I believe making that shift saved my sanity.

There were times however, particularly during Justin’s pre-school years, that as our daily struggles lessoned, the weight of that possible future would insidiously slip its way back into my head, at times leaving me semi-paralyzed with fear. I realized ironically that as Justin’s challenging behavior lessoned, I would have to ramp up my own self-discipline, try to conquer my own fears, and stop living in my head. I’ve mentioned before in my blog that one of the most helpful tools I used to do so was Susan Senator’s book Making Peace with Autism. Her writing, despite our child’s moderate autism, afforded me both a blueprint for one day achieving a happy family, as well as a second important mental shift.

I clearly remember one fall morning in Barnes and Noble, snatching up this book from amongst a myriad of tomes that outlined the full recovery of the author’s child, and finding immediate comfort from the words within the cover. The solace came not from discovering a family who made every decision regarding their child’s care with consummate perfection. It came from reading about a family who learned to self-correct their errors, who made enough of the right choices despite their son’s severe autism to forge a path which would ultimately make possible what I consider the perfect endgame- a safe place to live, a social outlet, a job, and a happy life.

This remains my intended endgame for Justin as well.

Life continues to improve in our home, with my eldest making great strides in reading, communicating his needs, and finally being able to summon that peaceful child I knew existed, and worked so diligently to unearth, during all the dark years. Despite my second’s son’s identical diagnosis, Zachary’s life trajectory remains quite different than Justin’s, most likely including the more traditional fare of relationships, college, career, and independent living. Over time I’ve been able to reconcile the fact that Justin won’t have these options, mostly because he’s achieved the most important goal I’ve always had for both of my kids.

Both Justin and Zach love their lives.

As we’ve reached this point together as a family I’ve realized I won’t ever completely be at peace with the paths autism has altered for us, but the truth is I am completely at peace with that realization. There is one fear however that has lingered for me, the one that requires a serious “aha” moment, or one last emotional transition.

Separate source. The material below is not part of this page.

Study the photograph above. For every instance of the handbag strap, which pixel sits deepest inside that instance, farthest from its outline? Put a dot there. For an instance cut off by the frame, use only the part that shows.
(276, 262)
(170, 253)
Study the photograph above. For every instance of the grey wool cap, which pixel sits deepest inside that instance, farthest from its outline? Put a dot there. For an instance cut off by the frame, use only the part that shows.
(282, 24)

I have yet to figure out how to deal with those decades I won’t be around to protect my boy, although if it were possible from beyond the grave, I surely would. Part of my problem is projection, or the very real fear of all that can go wrong when I’m gone.

Every year since Justin’s diagnosis I’ve come across a heartbreaking story of an adult with autism’s neglect, injury, or untimely death. These stories simply exacerbate my deepest fears, heighten the atmosphere of “what happened now”, in which my family dwelled for so long. The possibility of someone hurting the someday adult who will always remain my baby clouded the future, prevented me from seeing an alternative route. Yet the truth is, Justin may live safely for the forty years he’ll spend on earth without me. He may in fact acquire that job that suits him perfectly, enjoy authentic social opportunities, truly revel in his life. There’s every chance he may be just fine. The reality is, he’s lucky to have a future.

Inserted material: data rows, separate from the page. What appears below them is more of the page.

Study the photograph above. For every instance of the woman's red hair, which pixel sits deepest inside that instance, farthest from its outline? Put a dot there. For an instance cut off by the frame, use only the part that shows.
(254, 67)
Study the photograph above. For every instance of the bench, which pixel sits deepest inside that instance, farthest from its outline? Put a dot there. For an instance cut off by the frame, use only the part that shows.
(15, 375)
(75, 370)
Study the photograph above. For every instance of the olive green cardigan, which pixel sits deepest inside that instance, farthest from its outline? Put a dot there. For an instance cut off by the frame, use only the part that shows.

And last night, in devastating detail, Ms. Napp reminded me of that simple truth.

I admit, I feel somewhat guilty gleaning clarity from this piece, seeing how this author must surely dwell, despite the sweetness of living in the now, within the confines of constant, unremitting pain. Her words certainly have not completely eradicated my deepest worries concerning Justin’s existence post-parent, but they’ve given me a different way of contemplating the arc of his life. For that gift, I am eternally grateful.

I am confident I will never have the honor of meeting Ms. Napp to physically thank her for sharing her story. The most I can do is share the piece here. As the author states near the conclusion of the article, the truth for all of us raising the next generation is that “none of it is forever”. I thank Ms. Napp for altering my perspective. And I know, as I hug my boys who have already lived longer than her son probably ever will, I won’t forget this truth any time soon.